Gustave Le Gray, Marine, étude de nuages, 1856-57, tirage sur papier albuminé à partir de deux négatifs sur verre au collodion, 31x39.8cm, MUCEM, prêt au Musée de Troyes

Gustave Le Gray, Marine, étude de nuages, 1856-57, tirage sur papier albuminé à partir de deux négatifs sur verre au collodion, 31×39.8cm, MUCEM, prêt au Musée de Troyes

Une étape passionnante de cette réflexion sur la photographie est le fameux montage de Gustave Le Gray qui assemble un ciel et une mer photographiés séparément : point séminal de toutes les discussions sur la retouche et la véracité photographique, mais aussi première manifestation d’une volonté (délibérée ou dissimulée ?) de distanciation de la photographie réaliste, représentative, indicielle : faire œuvre originale pour mieux (dé)montrer, utiliser un appareil qui ne fonctionne pas (plus) comme un œil, qui n’est plus seulement un organe de vision reproduite autant que possible à l’identique, mais qui est devenu un dispositif de création. L’étape suivante est Stieglitz et ses Equivalents, photos de nuages où le motif, la forme priment la représentation.

Alvin Langdon Coburn, Vortograph, 1917, 20.8x15.7cm, Eastman Museum Rochester

Alvin Langdon Coburn, Vortograph, 1917, 20.8×15.7cm, Eastman Museum Rochester

De là, on part vers l’abstraction, vers la photographie dont les motifs géométriques ne sont pas reconnaissables, mais qui, disent certains, étant encore et toujours une capture du réel devant l’objectif, n’est pas une véritable photographie abstraite, mais une photographie d’abstrait : les pavés de Brassaï et les bols de Strand restent plus proches du réel, alors que les prismes du vortographe de Coburn s’en éloignent. On pourrait presque s’arrêter là, avec des photogrammes de Man Ray et de Moholy-Nagy, avec des séries des Becher, de Boltanski ou de Feldmann, avec le conceptualisme photographique d’Anastasi, de Snow et de Dibbets (qui a l’élégance de ne montrer qu’une seule de ses photographies). Et on pourrait conclure avec les œuvres dépouillées et sèches de James Welling ou de Liz Deschenes (deux exemples de la photographie expérimentale américaine contemporaine), en regard de citations de Flusser et de Moholy-Nagy prônant le non-respect des règles et des codes. Et on aurait été admiratif devant la richesse visuelle et conceptuelle de cette exploration photographique.
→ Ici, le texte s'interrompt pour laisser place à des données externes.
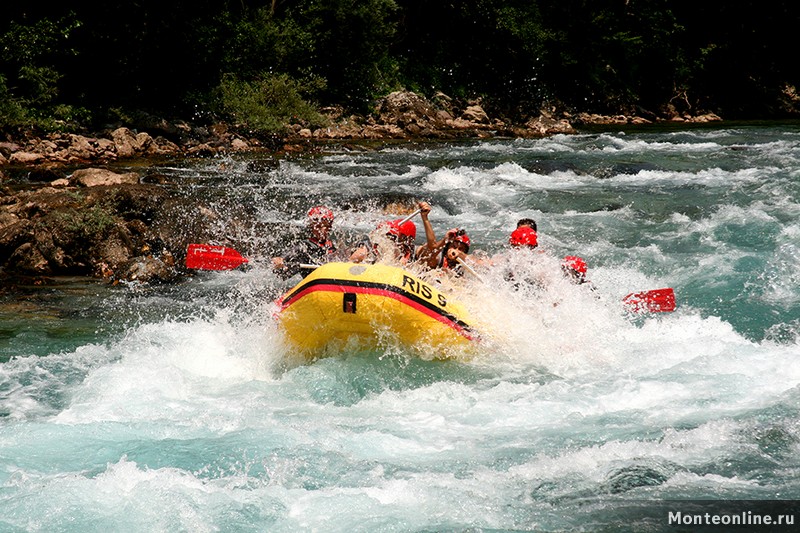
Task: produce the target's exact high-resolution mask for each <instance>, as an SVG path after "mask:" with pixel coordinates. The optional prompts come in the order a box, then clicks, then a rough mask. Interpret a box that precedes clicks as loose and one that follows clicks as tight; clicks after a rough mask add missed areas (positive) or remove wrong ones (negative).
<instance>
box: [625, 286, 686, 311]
mask: <svg viewBox="0 0 800 533" xmlns="http://www.w3.org/2000/svg"><path fill="white" fill-rule="evenodd" d="M622 301H623V302H624V303H625V305H627V306H629V307H630V309H631V310H632V311H633V312H635V313H642V312H645V313H664V312H668V311H674V310H675V291H673V290H672V289H670V288H666V289H655V290H652V291H644V292H637V293H631V294H629V295H627V296H626V297H625V298H623V299H622Z"/></svg>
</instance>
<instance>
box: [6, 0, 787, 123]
mask: <svg viewBox="0 0 800 533" xmlns="http://www.w3.org/2000/svg"><path fill="white" fill-rule="evenodd" d="M799 20H800V3H797V2H790V1H788V0H786V1H770V0H768V1H760V2H755V1H752V0H745V1H744V2H737V3H717V2H689V1H685V0H680V1H672V0H655V1H653V0H648V1H641V0H640V1H637V0H601V1H586V0H558V1H553V0H537V1H530V0H459V1H441V0H434V1H431V0H426V1H424V2H423V1H421V0H358V1H356V0H325V1H322V0H271V1H268V2H264V1H254V0H236V1H225V0H215V1H209V0H191V1H189V0H166V1H165V0H161V1H154V0H138V1H134V2H109V1H104V2H100V1H95V0H84V1H79V2H63V3H61V4H58V5H51V4H48V3H40V2H39V3H25V2H16V3H11V4H9V5H8V6H5V7H4V16H3V17H2V21H0V131H5V132H7V133H8V132H19V131H30V130H33V131H53V130H58V131H78V130H81V129H92V128H101V127H103V125H105V124H108V123H115V122H117V123H118V122H123V123H124V122H125V120H126V117H128V116H130V114H132V113H137V112H146V113H151V114H155V115H159V116H165V117H171V118H181V119H185V120H192V121H209V122H210V121H217V120H220V121H227V122H229V123H232V124H238V125H241V126H244V127H246V128H249V129H250V130H252V131H261V132H267V133H269V132H279V131H280V130H281V129H282V128H284V127H285V126H286V124H290V123H296V124H304V125H312V126H313V125H315V124H318V123H320V121H321V120H322V117H321V115H320V113H319V110H320V109H322V108H324V107H327V106H338V107H340V108H342V109H344V110H345V111H348V112H353V113H363V112H368V111H369V110H370V109H371V107H372V106H373V104H374V102H375V100H376V98H379V97H381V96H383V95H385V94H387V93H389V92H391V91H393V90H397V89H408V90H412V91H415V92H418V93H419V94H422V95H425V96H427V97H432V96H434V95H435V94H437V93H439V92H441V93H444V94H445V95H447V96H449V97H451V98H454V99H460V100H469V99H480V101H481V103H482V105H483V106H484V107H485V108H486V109H487V110H491V112H492V113H494V114H495V115H499V116H504V117H508V118H509V119H510V120H519V119H524V118H525V117H528V116H532V115H535V114H536V113H538V111H539V110H540V109H542V108H543V107H545V106H547V107H548V108H551V109H556V110H559V111H565V112H584V111H585V112H592V113H606V114H613V113H623V114H634V113H635V114H639V115H643V116H647V115H654V116H658V115H663V114H665V113H666V112H667V110H668V109H670V108H672V109H673V110H677V111H678V112H691V113H699V112H714V113H717V114H718V115H720V116H722V117H724V118H725V119H778V118H792V117H797V116H799V115H800V113H798V110H800V97H799V96H798V95H797V93H796V87H797V85H798V83H800V69H798V62H797V59H796V57H795V54H794V48H795V42H794V34H795V31H796V25H797V23H798V21H799Z"/></svg>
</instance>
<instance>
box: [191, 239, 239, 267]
mask: <svg viewBox="0 0 800 533" xmlns="http://www.w3.org/2000/svg"><path fill="white" fill-rule="evenodd" d="M244 263H247V259H246V258H244V257H242V254H240V253H239V252H237V251H236V250H234V249H233V248H227V247H225V246H213V245H210V244H190V245H189V249H188V250H187V252H186V268H191V269H194V270H233V269H234V268H237V267H239V266H241V265H243V264H244Z"/></svg>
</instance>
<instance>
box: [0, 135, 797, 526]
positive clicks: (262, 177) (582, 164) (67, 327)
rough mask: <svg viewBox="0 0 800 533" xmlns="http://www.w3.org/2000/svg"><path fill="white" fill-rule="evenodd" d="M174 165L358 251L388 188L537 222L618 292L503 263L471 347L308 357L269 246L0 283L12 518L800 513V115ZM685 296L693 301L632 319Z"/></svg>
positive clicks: (193, 186)
mask: <svg viewBox="0 0 800 533" xmlns="http://www.w3.org/2000/svg"><path fill="white" fill-rule="evenodd" d="M262 163H263V164H262ZM154 170H156V171H158V172H159V173H161V174H162V175H164V176H167V177H168V178H169V179H171V180H172V181H173V182H178V183H181V184H182V186H183V187H184V188H185V189H186V190H190V191H193V194H197V195H201V196H203V197H205V198H213V199H216V200H215V201H218V202H220V205H222V203H224V205H228V206H231V209H234V210H235V209H238V208H242V209H246V210H248V212H255V214H256V216H257V218H258V219H259V221H261V222H263V223H264V224H265V225H266V226H270V225H272V226H274V227H291V228H300V227H302V224H303V220H304V216H305V211H306V210H307V209H308V208H309V207H310V206H312V205H315V204H319V203H324V204H326V205H329V206H330V207H331V208H333V209H334V211H335V212H336V221H335V224H334V228H335V230H336V232H337V234H338V235H339V238H340V239H341V240H342V241H348V240H350V239H352V238H354V236H356V235H360V234H364V233H366V232H368V231H370V230H371V229H372V228H374V227H375V224H377V223H378V222H380V221H381V220H383V219H386V218H387V217H388V215H387V213H385V212H384V210H383V209H382V208H383V207H384V206H385V204H386V203H387V202H389V201H390V200H393V199H396V200H408V199H415V198H418V199H425V200H428V201H430V203H431V204H432V206H433V211H432V213H431V220H432V222H433V224H434V227H435V228H436V229H437V231H438V232H442V231H444V230H445V229H447V228H450V227H463V228H466V229H467V231H468V232H469V234H470V237H471V238H472V243H473V250H483V251H484V252H485V253H487V254H494V253H499V252H502V251H503V250H504V246H505V244H506V242H507V239H508V234H509V233H510V231H511V230H512V229H513V228H514V225H515V223H516V221H517V220H518V219H519V218H523V217H531V218H534V219H535V220H536V221H537V223H538V227H539V244H540V248H539V249H540V250H541V251H542V253H541V254H539V257H540V258H541V260H540V261H539V262H540V263H542V264H544V265H545V266H547V264H548V261H550V263H551V264H552V265H557V264H558V258H560V257H563V256H565V255H579V256H581V257H583V258H584V259H585V260H586V262H587V264H588V267H589V270H588V275H589V278H590V279H591V281H592V284H593V286H594V287H595V289H596V290H595V291H584V290H582V289H583V287H580V288H578V287H575V286H572V285H569V284H567V283H563V282H559V281H558V280H554V281H553V283H552V287H551V288H550V289H548V290H546V291H545V292H544V294H543V293H542V292H541V291H538V292H537V291H533V292H530V293H529V292H526V291H512V290H509V287H508V284H507V283H505V282H504V280H503V279H502V276H500V275H498V274H496V273H493V272H492V271H491V270H485V271H482V275H483V282H482V283H478V282H475V281H473V283H474V288H473V289H472V290H473V292H474V296H476V297H475V298H473V299H472V301H471V305H472V306H473V310H474V313H475V314H476V315H477V316H478V317H479V318H480V321H481V323H482V324H484V325H485V328H486V329H488V330H491V331H488V332H487V334H489V336H490V337H491V342H488V343H486V344H485V345H484V346H482V347H481V349H480V353H478V354H477V355H474V354H473V355H472V356H470V357H464V358H458V357H456V358H454V359H450V360H444V361H442V360H435V359H432V360H427V358H420V357H416V356H412V355H410V354H409V353H406V352H404V350H403V349H400V348H397V347H387V348H386V349H385V350H380V351H378V352H369V353H363V352H361V353H343V354H339V355H338V356H335V357H327V358H322V359H319V360H316V361H313V362H299V361H297V359H296V358H295V357H292V355H293V354H291V353H288V352H287V350H286V349H285V348H283V347H282V346H283V345H282V344H281V342H280V332H279V331H278V330H277V328H276V326H275V325H274V323H273V322H272V318H271V312H272V310H273V298H274V297H275V296H276V295H277V294H279V293H280V291H281V290H283V289H285V288H286V285H285V283H284V282H282V281H281V280H279V279H277V278H276V277H275V276H274V275H273V274H272V273H271V271H270V270H269V269H268V268H266V266H264V265H266V264H267V258H266V257H253V258H252V259H253V261H252V263H253V264H254V266H253V267H252V268H250V269H248V270H244V271H238V270H237V271H232V272H205V273H200V274H198V275H197V276H195V277H192V278H191V279H189V280H187V281H185V282H181V283H178V284H175V285H170V286H162V287H141V286H132V285H118V286H113V287H112V286H108V285H106V284H103V283H100V282H95V281H92V280H84V279H57V280H53V281H52V282H51V283H50V284H45V285H43V286H34V285H32V286H29V287H19V288H18V290H17V291H13V292H9V293H4V294H0V317H2V322H1V323H0V531H47V532H55V531H64V532H68V531H69V532H72V531H74V532H82V533H84V532H107V531H148V532H155V531H164V532H175V531H187V532H193V533H196V532H214V531H259V532H264V531H270V532H297V531H326V532H328V531H341V532H354V531H364V532H411V531H413V532H422V531H494V532H500V531H573V530H581V531H610V530H615V531H616V530H630V531H644V530H646V531H660V530H674V529H671V527H672V526H670V525H669V524H668V521H667V516H668V515H667V514H666V513H665V511H680V509H681V507H680V505H679V504H675V503H674V501H675V500H716V501H739V500H800V417H799V416H798V415H799V414H800V413H799V411H800V387H798V385H800V127H799V126H797V125H792V124H789V125H781V124H778V125H747V124H743V125H730V126H726V125H724V124H723V125H721V126H720V125H717V126H715V127H713V128H708V127H704V128H683V129H659V130H655V129H654V130H647V129H643V130H637V131H636V132H627V133H625V132H622V131H604V132H586V133H581V134H578V135H571V136H555V137H551V138H546V139H535V140H490V141H481V142H459V143H424V144H414V145H408V144H393V145H387V146H385V147H383V148H381V149H378V150H358V149H344V148H342V149H340V150H337V151H332V152H329V153H325V154H324V155H318V156H313V157H312V156H300V157H295V158H291V159H284V160H282V161H280V163H279V164H277V165H275V164H267V163H265V162H260V161H258V160H254V159H253V158H252V157H251V158H250V159H248V158H217V159H213V160H205V161H201V162H194V163H187V164H185V165H162V166H161V167H158V168H156V169H154ZM417 221H418V220H417ZM280 225H283V226H280ZM221 231H226V230H223V229H221ZM237 231H239V232H240V233H239V234H238V235H237V238H239V239H241V238H242V235H241V231H242V230H241V229H239V230H237ZM225 238H226V235H224V234H221V235H220V241H221V242H224V241H225ZM245 238H246V239H249V240H250V241H251V242H252V243H253V244H254V247H253V248H254V249H259V246H261V245H262V244H263V247H264V248H265V249H267V248H269V246H270V245H271V244H274V243H275V242H276V238H275V235H270V234H265V233H263V232H252V233H251V234H246V235H245ZM421 242H422V240H421V234H420V235H418V243H421ZM465 282H467V281H466V280H465ZM662 287H672V288H674V290H675V294H676V299H677V309H676V311H675V312H669V313H667V312H665V313H650V314H644V315H643V314H630V313H627V312H626V311H625V308H624V306H623V305H622V303H621V299H622V297H623V296H625V295H626V294H628V293H630V292H635V291H641V290H649V289H657V288H662ZM665 502H672V503H670V504H667V503H665ZM795 503H796V502H795ZM712 508H713V507H712ZM673 516H674V515H673ZM796 520H797V521H800V518H798V519H796Z"/></svg>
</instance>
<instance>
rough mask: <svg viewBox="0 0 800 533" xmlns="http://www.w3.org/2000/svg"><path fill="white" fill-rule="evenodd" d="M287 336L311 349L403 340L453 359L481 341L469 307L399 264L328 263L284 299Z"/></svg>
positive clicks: (311, 353) (377, 347) (282, 319)
mask: <svg viewBox="0 0 800 533" xmlns="http://www.w3.org/2000/svg"><path fill="white" fill-rule="evenodd" d="M278 303H279V305H280V309H279V311H278V312H277V315H276V318H277V320H278V322H279V323H280V325H281V326H282V328H283V331H284V333H285V336H286V339H287V341H288V342H289V343H290V344H291V345H292V346H293V347H294V348H296V349H297V350H299V351H301V352H303V353H304V354H306V355H309V356H316V355H323V354H325V353H328V352H330V351H332V350H333V351H335V350H338V349H341V348H343V347H345V346H348V347H349V346H354V345H355V346H358V347H359V348H367V349H369V348H378V347H381V346H389V345H395V346H397V345H400V346H402V347H407V348H411V349H414V350H415V351H419V352H421V354H420V355H422V354H427V355H429V356H430V357H431V358H447V357H451V356H452V355H453V354H454V351H453V350H454V349H455V350H460V349H463V347H466V346H469V345H471V344H472V343H473V341H475V340H477V334H476V333H475V332H474V331H473V330H472V328H471V327H470V325H469V319H468V317H467V312H466V310H465V308H464V307H463V306H462V305H461V304H460V303H458V302H457V301H455V300H454V299H453V298H451V297H449V296H448V295H445V294H443V293H442V292H440V291H439V290H438V289H437V288H436V287H434V286H432V285H431V284H429V283H426V282H424V281H422V280H420V279H419V278H417V277H415V276H414V275H413V274H411V273H410V272H408V271H407V270H404V269H402V268H399V267H394V266H390V265H385V264H380V263H378V264H359V263H327V264H325V265H322V266H320V267H318V268H317V269H315V270H314V271H313V272H312V273H311V274H309V275H308V276H307V277H306V278H304V279H303V280H302V281H301V282H300V283H298V284H297V285H296V286H295V287H294V288H292V289H291V290H290V291H289V292H287V293H286V294H285V295H284V296H283V297H282V298H281V299H280V300H279V301H278Z"/></svg>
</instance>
Seth Price, Letters, 2012, toiles et doublures imprimées, 243x243x5cm

Seth Price, Letters, 2012, toiles et doublures imprimées, 243x243x5cm

Il est donc particulièrement dommage que la dernière section regroupe des « objets photographiques », concept bancal dû au critique Markus Kramer, regroupant des photographies appliquées sur des objets tridimensionnels dont, malgré un jargon très postmoderne, on peine à percevoir l’intérêt autre que spectaculaire.